Department of Endocrinology and Metabolism, Institute of Endocrinology, Liaoning Provincial Key Laboratory of Endocrine Diseases, The First Affiliated Hospital of China Medical University, Shenyang, P. R. China.
Thyroid. 2019 Apr;29(4):577-585. doi: 10.1089/thy.2018.0097. Epub 2019 Mar 22.
Thyroid peroxidase antibody (TPOAb) positivity can attenuate gestational thyroid responses to human chorionic gonadotropin (hCG) during pregnancy, whereas the effects of thyroglobulin antibodies (TgAb) remain unknown. The aim of our study was to explore the thyroid response to hCG in women with thyrotropin (TSH) levels within the method-specific reference range under different conditions of thyroid autoimmunity.

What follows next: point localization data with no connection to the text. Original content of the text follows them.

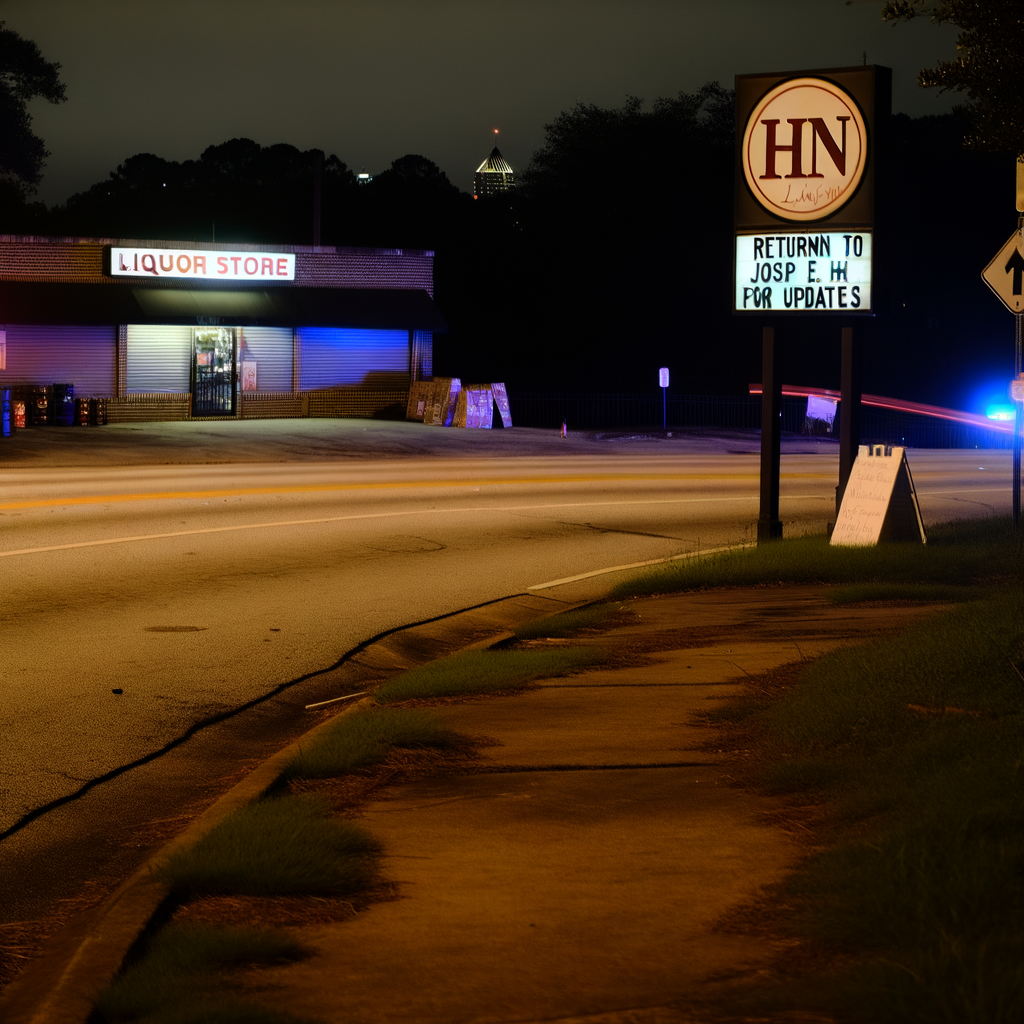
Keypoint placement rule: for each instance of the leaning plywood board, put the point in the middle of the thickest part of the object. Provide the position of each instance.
(418, 393)
(434, 415)
(479, 407)
(880, 502)
(502, 401)
(453, 400)
(459, 420)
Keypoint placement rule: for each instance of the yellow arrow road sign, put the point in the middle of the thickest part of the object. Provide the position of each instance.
(1005, 274)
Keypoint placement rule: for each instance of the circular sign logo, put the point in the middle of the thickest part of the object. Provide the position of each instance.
(805, 148)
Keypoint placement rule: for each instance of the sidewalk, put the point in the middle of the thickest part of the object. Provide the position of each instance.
(582, 869)
(576, 872)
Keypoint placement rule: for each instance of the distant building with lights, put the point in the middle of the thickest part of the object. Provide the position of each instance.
(494, 176)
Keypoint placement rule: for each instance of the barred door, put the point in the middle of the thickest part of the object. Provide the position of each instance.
(213, 371)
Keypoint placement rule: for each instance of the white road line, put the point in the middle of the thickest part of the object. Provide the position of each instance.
(369, 515)
(637, 565)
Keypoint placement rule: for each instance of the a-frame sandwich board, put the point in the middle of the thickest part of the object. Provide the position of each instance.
(880, 503)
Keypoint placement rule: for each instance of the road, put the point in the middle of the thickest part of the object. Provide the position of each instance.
(195, 589)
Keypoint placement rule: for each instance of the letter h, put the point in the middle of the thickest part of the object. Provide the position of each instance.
(795, 147)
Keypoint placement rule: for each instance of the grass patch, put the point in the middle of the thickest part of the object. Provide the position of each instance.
(567, 624)
(902, 593)
(485, 672)
(274, 847)
(957, 554)
(179, 980)
(364, 739)
(916, 747)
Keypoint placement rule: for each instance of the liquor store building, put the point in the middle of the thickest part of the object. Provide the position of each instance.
(183, 330)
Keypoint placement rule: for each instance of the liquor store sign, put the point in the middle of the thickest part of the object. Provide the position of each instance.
(202, 264)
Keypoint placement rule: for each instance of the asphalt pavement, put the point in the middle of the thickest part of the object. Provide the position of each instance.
(200, 568)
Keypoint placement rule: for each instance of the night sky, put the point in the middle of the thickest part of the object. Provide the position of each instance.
(374, 80)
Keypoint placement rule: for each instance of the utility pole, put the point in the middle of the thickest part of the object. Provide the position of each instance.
(317, 179)
(849, 412)
(1017, 388)
(769, 524)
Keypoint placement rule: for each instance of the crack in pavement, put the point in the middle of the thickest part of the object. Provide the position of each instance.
(633, 766)
(223, 716)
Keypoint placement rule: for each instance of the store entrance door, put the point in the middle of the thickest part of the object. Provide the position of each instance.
(213, 371)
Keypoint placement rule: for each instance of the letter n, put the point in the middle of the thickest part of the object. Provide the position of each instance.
(819, 131)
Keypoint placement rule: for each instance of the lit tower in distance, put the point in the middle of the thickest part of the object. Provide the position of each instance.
(495, 175)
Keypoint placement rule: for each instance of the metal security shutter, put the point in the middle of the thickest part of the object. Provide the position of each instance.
(271, 348)
(159, 359)
(351, 357)
(423, 347)
(84, 356)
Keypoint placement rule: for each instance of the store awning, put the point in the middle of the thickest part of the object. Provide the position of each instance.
(50, 302)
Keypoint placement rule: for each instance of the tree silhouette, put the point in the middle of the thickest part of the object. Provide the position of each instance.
(988, 69)
(24, 76)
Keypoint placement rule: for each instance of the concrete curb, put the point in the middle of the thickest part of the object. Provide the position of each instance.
(60, 987)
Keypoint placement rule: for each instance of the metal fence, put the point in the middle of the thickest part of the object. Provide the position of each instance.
(643, 412)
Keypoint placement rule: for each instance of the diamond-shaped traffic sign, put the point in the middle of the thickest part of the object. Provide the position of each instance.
(1005, 274)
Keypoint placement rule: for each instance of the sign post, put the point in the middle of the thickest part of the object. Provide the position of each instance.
(769, 524)
(804, 221)
(1005, 275)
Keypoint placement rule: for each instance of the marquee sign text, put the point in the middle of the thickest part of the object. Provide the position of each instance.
(804, 271)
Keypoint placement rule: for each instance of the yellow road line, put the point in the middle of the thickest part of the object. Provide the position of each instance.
(348, 518)
(329, 487)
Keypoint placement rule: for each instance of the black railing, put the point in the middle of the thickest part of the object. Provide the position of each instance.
(643, 412)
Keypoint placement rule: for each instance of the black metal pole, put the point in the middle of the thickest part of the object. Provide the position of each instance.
(849, 415)
(317, 178)
(1018, 424)
(769, 525)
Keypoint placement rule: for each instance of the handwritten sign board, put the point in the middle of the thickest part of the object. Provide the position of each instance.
(880, 502)
(479, 407)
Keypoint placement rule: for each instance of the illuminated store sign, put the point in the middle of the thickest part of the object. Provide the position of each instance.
(804, 271)
(804, 150)
(202, 264)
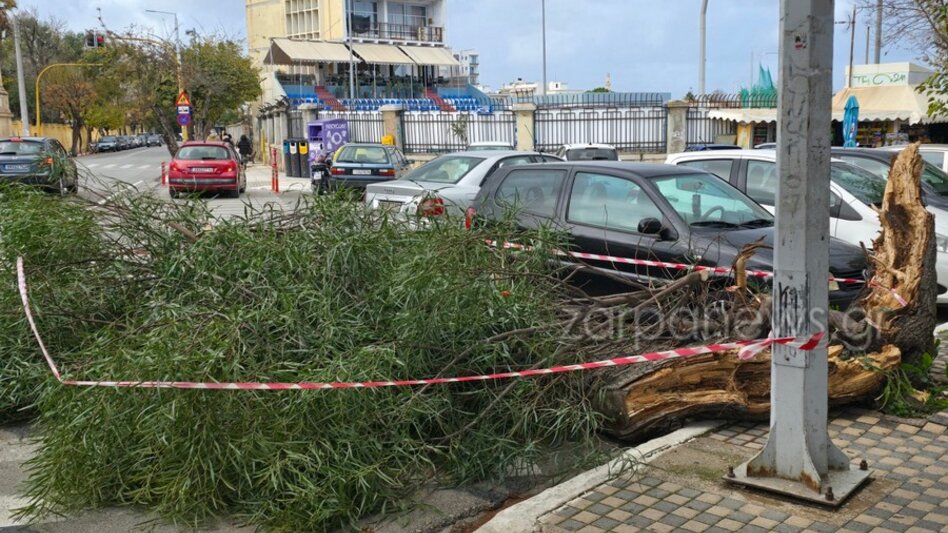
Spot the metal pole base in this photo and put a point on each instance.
(837, 485)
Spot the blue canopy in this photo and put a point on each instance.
(850, 122)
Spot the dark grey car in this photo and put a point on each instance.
(41, 161)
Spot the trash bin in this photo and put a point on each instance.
(302, 152)
(287, 163)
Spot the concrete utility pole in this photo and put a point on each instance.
(799, 459)
(20, 79)
(702, 36)
(543, 17)
(878, 31)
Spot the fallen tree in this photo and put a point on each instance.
(641, 399)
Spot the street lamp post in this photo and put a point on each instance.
(21, 81)
(177, 54)
(543, 17)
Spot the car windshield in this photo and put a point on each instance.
(448, 169)
(867, 187)
(20, 147)
(203, 153)
(706, 200)
(592, 154)
(362, 154)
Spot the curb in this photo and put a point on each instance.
(524, 515)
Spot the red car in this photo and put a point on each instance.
(206, 166)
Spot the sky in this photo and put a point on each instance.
(646, 45)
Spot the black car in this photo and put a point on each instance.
(655, 212)
(37, 161)
(934, 180)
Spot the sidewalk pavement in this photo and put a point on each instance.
(682, 489)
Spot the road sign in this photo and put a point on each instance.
(183, 99)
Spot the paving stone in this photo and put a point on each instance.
(605, 523)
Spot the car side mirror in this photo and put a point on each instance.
(650, 226)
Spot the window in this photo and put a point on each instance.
(705, 200)
(864, 185)
(879, 168)
(532, 190)
(448, 169)
(592, 154)
(609, 202)
(362, 154)
(762, 182)
(719, 167)
(407, 15)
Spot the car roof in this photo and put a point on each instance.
(759, 153)
(16, 138)
(642, 170)
(574, 146)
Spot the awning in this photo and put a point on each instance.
(290, 52)
(745, 115)
(380, 54)
(431, 55)
(887, 102)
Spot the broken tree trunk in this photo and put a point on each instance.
(642, 399)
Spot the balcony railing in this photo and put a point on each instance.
(400, 32)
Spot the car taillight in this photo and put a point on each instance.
(432, 206)
(469, 217)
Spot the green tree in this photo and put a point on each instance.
(219, 79)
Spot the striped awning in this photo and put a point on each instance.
(430, 55)
(293, 52)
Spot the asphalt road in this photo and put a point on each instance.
(138, 171)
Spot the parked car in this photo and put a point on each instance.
(706, 147)
(40, 161)
(108, 143)
(448, 184)
(484, 146)
(645, 211)
(206, 166)
(854, 192)
(588, 152)
(357, 165)
(934, 194)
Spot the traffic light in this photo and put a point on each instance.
(94, 40)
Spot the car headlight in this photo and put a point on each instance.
(942, 242)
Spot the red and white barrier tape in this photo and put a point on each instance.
(718, 270)
(747, 350)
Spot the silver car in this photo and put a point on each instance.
(446, 185)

The study screened 822 women at 7-20 weeks of gestation using the pregnancy-specific reference range for TSH. Serum TSH, free thyroxine (fT4), TPOAb, TgAb, and β-hCG levels were measured using electrochemiluminescence immunoassays.

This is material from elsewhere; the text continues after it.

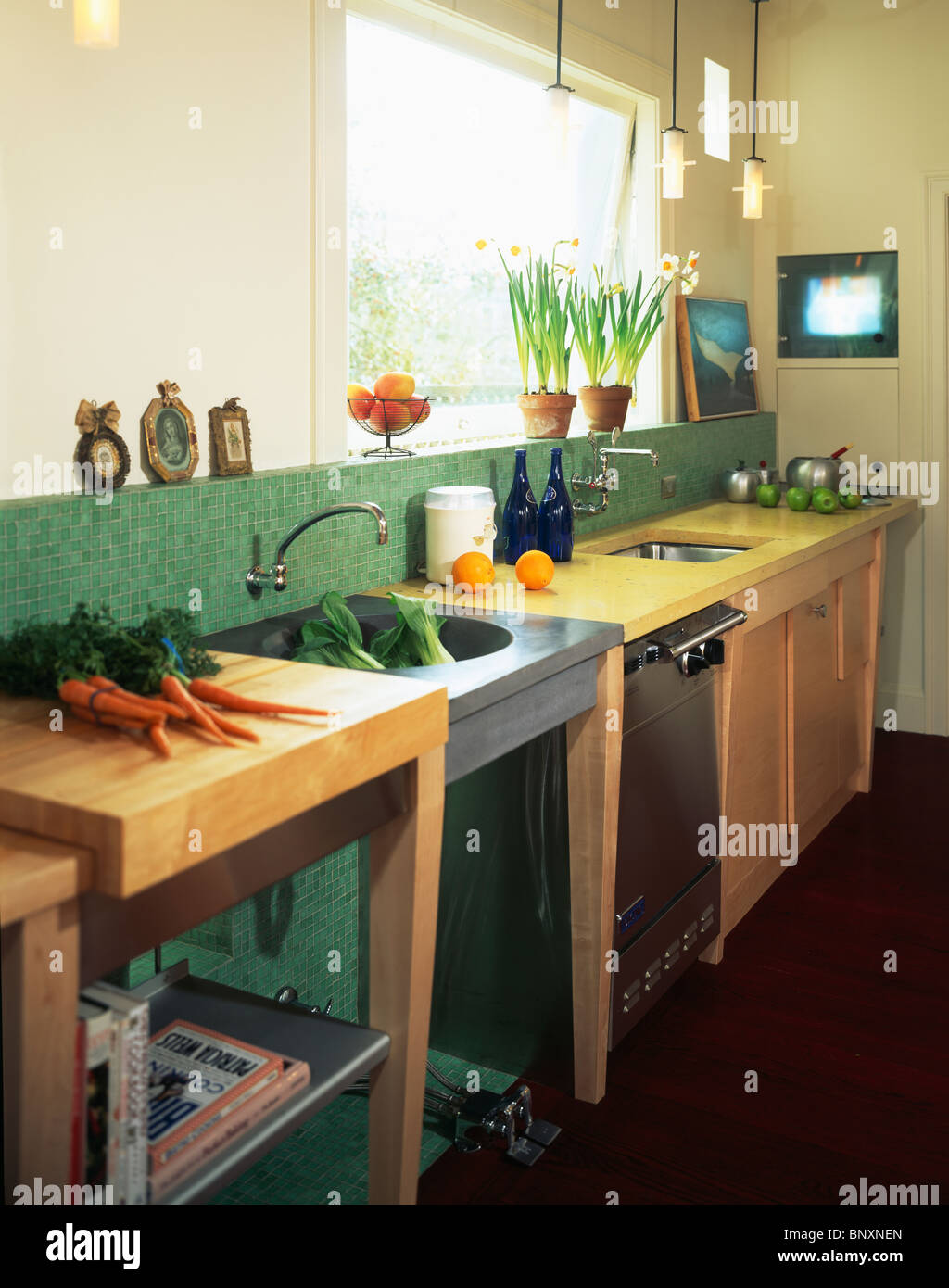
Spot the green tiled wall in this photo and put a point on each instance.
(158, 544)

The enrolled pregnant women were subdivided into four subgroups based on TPOAb/TgAb positivity: co-positive for TPOAb and TgAb (group 1), isolated TPOAb positive (group 2), isolated TgAb positive (group 3), and co-negative for TPOAb and TgAb (group 4). TSH was negatively associated with hCG in all four groups (p < 0.05). fT4 was positively associated with hCG in groups 3 and 4 (p < 0.01) but not in groups 1 (p = 0.096) and 2 (p = 0.758). Group 2 was further stratified into tertiles according to TPOAb concentrations. No negative TSH/hCG association was observed in the middle- and upper-tertile groups when TPOAb were ≥53 IU/mL (p > 0.05). There was no positive fT4/hCG association in any of the three subgroups (p > 0.05). Similarly, group 3 was further stratified into tertiles according to TgAb levels. TSH was negatively associated with hCG in the lower and middle tertiles (p < 0.01), but the association was not found in the upper tertile when TgAb was ≥356 IU/mL (p = 0.191). fT4 was positively associated with hCG in the lower tertile (p = 0.027) but not in subgroups when TgAb was ≥219 IU/mL (p > 0.05).
When TSH was within the pregnancy-specific reference range, high concentrations of TPOAb and TgAb attenuated the fT4 stimulation and suppression of TSH by hCG. The results imply that TgAb, in addition to TPOAb, could also interfere with thyroidal responses to hCG during the first half of pregnancy.
甲状腺过氧化物酶抗体(TPOAb)阳性可减弱妊娠期间甲状腺对人绒毛膜促性腺激素(hCG)的反应,而甲状腺球蛋白抗体(TgAb)的影响尚不清楚。我们的研究目的是探讨在不同甲状腺自身免疫状态下,促甲状腺激素(TSH)处于方法特异性参考范围内的妇女中,hCG 对甲状腺的反应。
本研究使用妊娠特异性 TSH 参考范围筛选了 822 名 7-20 周妊娠的妇女。使用电化学发光免疫分析法测量血清 TSH、游离甲状腺素(fT4)、TPOAb、TgAb 和β-hCG 水平。
纳入的孕妇根据 TPOAb/TgAb 阳性情况分为四组:TPOAb 和 TgAb 均阳性(组 1)、仅 TPOAb 阳性(组 2)、仅 TgAb 阳性(组 3)和 TPOAb 和 TgAb 均阴性(组 4)。在所有四组中,TSH 均与 hCG 呈负相关(p<0.05)。fT4 与 hCG 在组 3 和组 4 呈正相关(p<0.01),但在组 1(p=0.096)和组 2(p=0.758)中不相关。根据 TPOAb 浓度将组 2 进一步分为三分位组。当 TPOAb 浓度≥53IU/ml 时,中、高三分位组中未观察到 TSH/hCG 负相关(p>0.05)。在任何三分位组中,fT4/hCG 均无正相关(p>0.05)。同样,根据 TgAb 水平将组 3 进一步分为三分位组。在低和中三分位组中,TSH 与 hCG 呈负相关(p<0.01),但当 TgAb 浓度≥356IU/ml 时,上三分位组未发现这种相关性(p=0.191)。在低三分位组中,fT4 与 hCG 呈正相关(p=0.027),但在 TgAb 浓度≥219IU/ml 时,各亚组中均无相关性(p>0.05)。
当 TSH 处于妊娠特异性参考范围内时,高浓度的 TPOAb 和 TgAb 减弱了 fT4 对 TSH 的刺激和抑制作用。结果表明,除 TPOAb 外,TgAb 还可干扰妊娠早期 hCG 对甲状腺的反应。